Tomorrow the Senate Judiciary Committee will consider the “Sunshine in Litigation Act of 2011,” relating to the disclosure of information relevant to public health or safety that surfaces in civil actions. The bill’s merits have been discussed at length in an ACSblog guest blog post from the American Bar Association (ABA) President Stephen N. Zack and two guest posts from Richard Zitrin, lecturer in law at the University of California, Hastings College of the Law.

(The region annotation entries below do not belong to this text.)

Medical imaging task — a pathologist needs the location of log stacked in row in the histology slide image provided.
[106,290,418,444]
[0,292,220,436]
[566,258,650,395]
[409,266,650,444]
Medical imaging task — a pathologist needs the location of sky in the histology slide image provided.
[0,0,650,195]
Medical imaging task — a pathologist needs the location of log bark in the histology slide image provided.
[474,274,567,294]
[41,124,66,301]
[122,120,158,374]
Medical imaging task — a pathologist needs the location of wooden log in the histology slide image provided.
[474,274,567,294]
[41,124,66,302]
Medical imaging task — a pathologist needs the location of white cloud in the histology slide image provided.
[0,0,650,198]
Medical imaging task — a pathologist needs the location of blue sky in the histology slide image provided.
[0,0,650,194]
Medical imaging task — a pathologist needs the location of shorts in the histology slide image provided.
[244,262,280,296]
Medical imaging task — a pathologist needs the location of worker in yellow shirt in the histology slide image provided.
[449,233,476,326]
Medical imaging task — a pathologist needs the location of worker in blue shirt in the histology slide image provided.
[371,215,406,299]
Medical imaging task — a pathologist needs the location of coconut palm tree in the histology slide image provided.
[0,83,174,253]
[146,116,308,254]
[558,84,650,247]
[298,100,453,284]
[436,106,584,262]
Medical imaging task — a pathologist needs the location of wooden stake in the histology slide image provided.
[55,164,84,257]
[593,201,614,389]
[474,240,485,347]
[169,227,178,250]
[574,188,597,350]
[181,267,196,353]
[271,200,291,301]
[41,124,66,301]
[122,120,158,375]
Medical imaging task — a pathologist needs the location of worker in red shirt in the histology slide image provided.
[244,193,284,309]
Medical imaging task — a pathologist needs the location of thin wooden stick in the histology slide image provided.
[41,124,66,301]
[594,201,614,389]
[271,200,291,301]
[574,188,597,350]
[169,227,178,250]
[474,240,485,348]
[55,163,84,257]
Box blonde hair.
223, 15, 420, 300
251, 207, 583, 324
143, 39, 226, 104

In his guest post, Zack faulted the bill, S. 623, as poorly thought out, and one that would, if enacted, greatly hinder the ability of Americans to access the courts. “The ABA is deeply concerned that seeking a day in court will become a luxury item if courts and cases can’t operate with greater efficiency and speed. Problems with federal judicial vacancies and court underfunding already wreak havoc with case schedules and the resulting time it takes to resolve a dispute. These expensive new rules would cost everyone, and make access justice even more of a luxury item.”
Zitrin in his initial guest post lauded the bill as a long overdue measure to ensure that information about defective products and drugs discovered during civil cases becomes quickly available to the public. In a response to Zack’s criticism of the measure, Zitrin followed up with this guest post, faulting the criticism for missing the point and for not addressing the substantive issue the measure is intended to address.
Thomas M. Susman, director of the ABA’s Governmental Affairs Office told ACSblog, “Professor Zitrin recently mistakenly wrote that the ABA does not have substantial objections to S. 623, the Sunshine in Litigation Act. In fact, today the ABA sent a detailed letter outlining its serious concerns regarding the impact of this bill.”
The ABA’s letter to the Senate Judiciary Committee is available here.
The 12-page letter to the Senate Judiciary Committee Chairman Patrick Leahy and Ranking Member Charles Grassley builds the case that the Sunshine in Litigation Act, like similar efforts before it, would amend current civil procedural rules to the detriment of litigants and cases.
The letter reads, in part:
Bills that would amend the Civil Rules to regulate the issuance of protective orders in discovery, similar to S. 623, have been introduced regularly since 1991. Like S. 623, these proposed bills would require courts to make particularized findings of fact that a discovery protective order would not restrict the disclosure of information relevant to the protection of public health and safety.